When Buffalo Bills coach Chan Gailey was asked his impressions of Browns rookie right tackle Mitchell Schwartz on Wednesday, he admitted he knew little. Gailey said he needed to see more of Schwartz on film to offer an opinion.
That lack of knowledge might be considered an insult. After all, the Bills snagged tackle Cordy Glenn just four picks after the Browns selected Schwartz in the second round of the 2012 draft. One might assume Gailey would know a bit more about Schwartz unless he dismissed him as a top-tier NFL prospect.
Schwartz said his pre-draft contact with the Bills was "pretty standard." But if he makes the same leap as a run and pass blocker Sunday as he did from Week 1 to Week 2, Gailey might wish he had given him more consideration in the draft. The rookie performed far better against the Bengals than he did in the season opener against the Eagles.
He was particularly effective as a run blocker. Rookie featured back Trent Richardson ran often around and and through the right side, which helped him explode for 109 yards on the ground and one rushing touchdown.
But Schwartz faces perhaps the sternest test of his young career Sunday when he lines up against Bills two-time Pro Bowl defensive end Mario Williams. Williams is off to a painfully slow start with just three tackles and no sacks in two games, but Schwartz warned that double-teaming and game plans that call for backs to run away from his side of the field could have factored into those numbers. He claims he has seen nothing on film that would indicate a lack of production from Williams.
"He's a combination of everything," Schwartz said. "He's a big guy, he has long arms and he's fast. I remember his combine when everyone was shocked at how fast he was for his size. It's definitely going to be a test for myself. You get to see how good you are."
The same can be said for the entire offensive line against the Bills. The line has been the Browns' most productive all-around unit. The run blocking struggled in the opener against the Eagles before taking a giant leap forward last Sunday. The pass blocking has kept quarterback Brandon Weeden clean and generally in the pocket through two games.

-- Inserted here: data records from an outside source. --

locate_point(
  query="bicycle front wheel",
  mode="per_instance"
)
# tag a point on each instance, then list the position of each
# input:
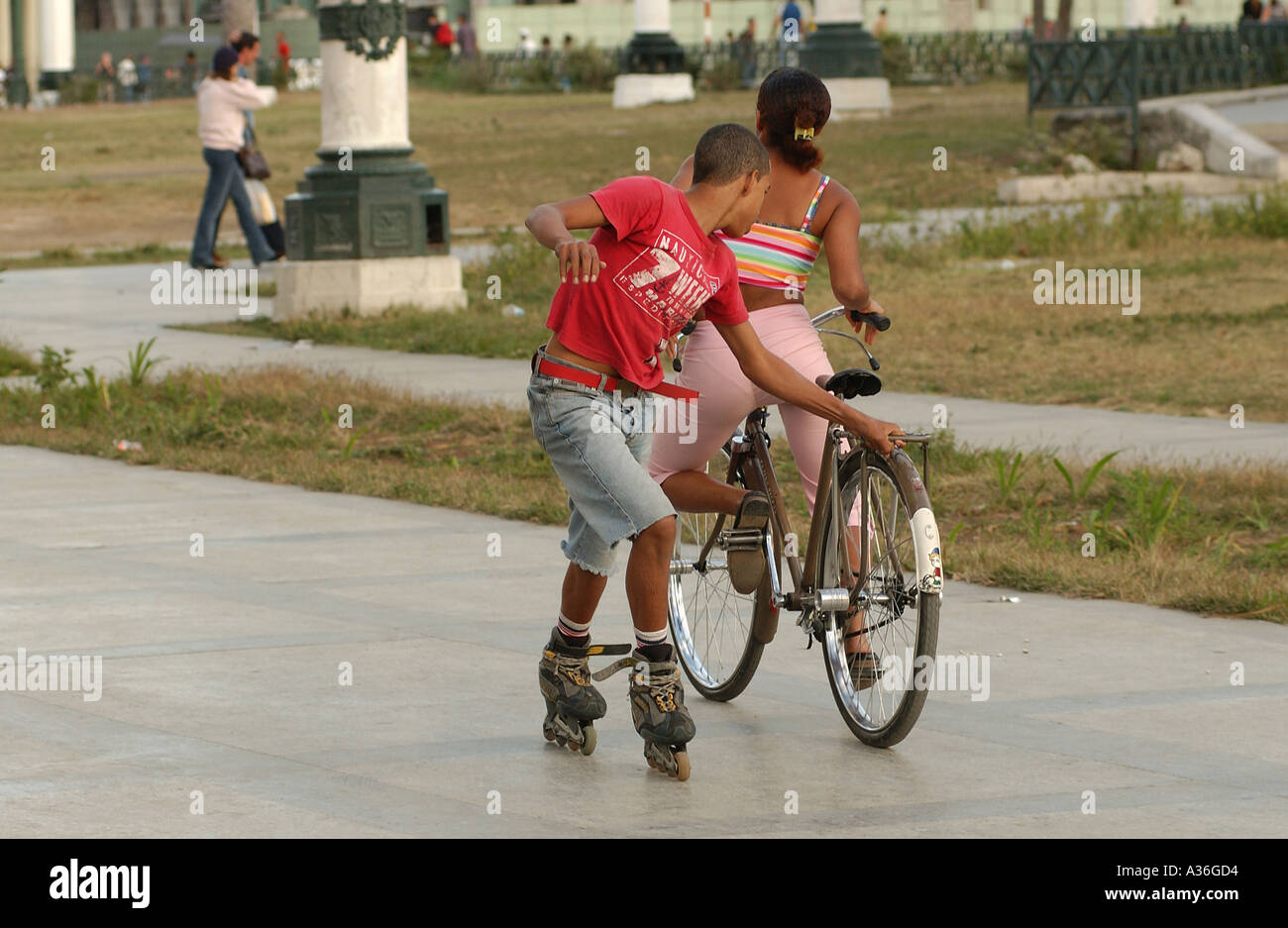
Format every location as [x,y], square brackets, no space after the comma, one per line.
[712,624]
[900,624]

But Schwartz understands that the Bills defensive front presents challenges. The foursome also includes emerging tackle Marcell Dareus and free agent right end Mark Anderson, who registered 10 sacks with New England in 2011.
"They have two really good defensive tackles who play hard and they have rotate three defensive ends in who are very good pass rushers and who are all good against the run," Schwartz said. "They're very good across the board."
Schwartz was very good himself against Philadelphia -- and Browns coach Pat Shurmur noticed. But Shurmur, who stressed that the Buffalo defensive line is among the best his team will face all season, added that Schwartz' progress must continue for him to thrive in the NFL.
"The defensive ends in this league all present problems," he said. "[Williams] is long and has great skill and ability, but every week presents a bigger test than the last. I thought [Schwartz] was more consistent with his pass and run blocking [on Sunday]."
If that progress continues on Sunday, Gailey might wish he had learned more about Mitchell Schwartz before the draft.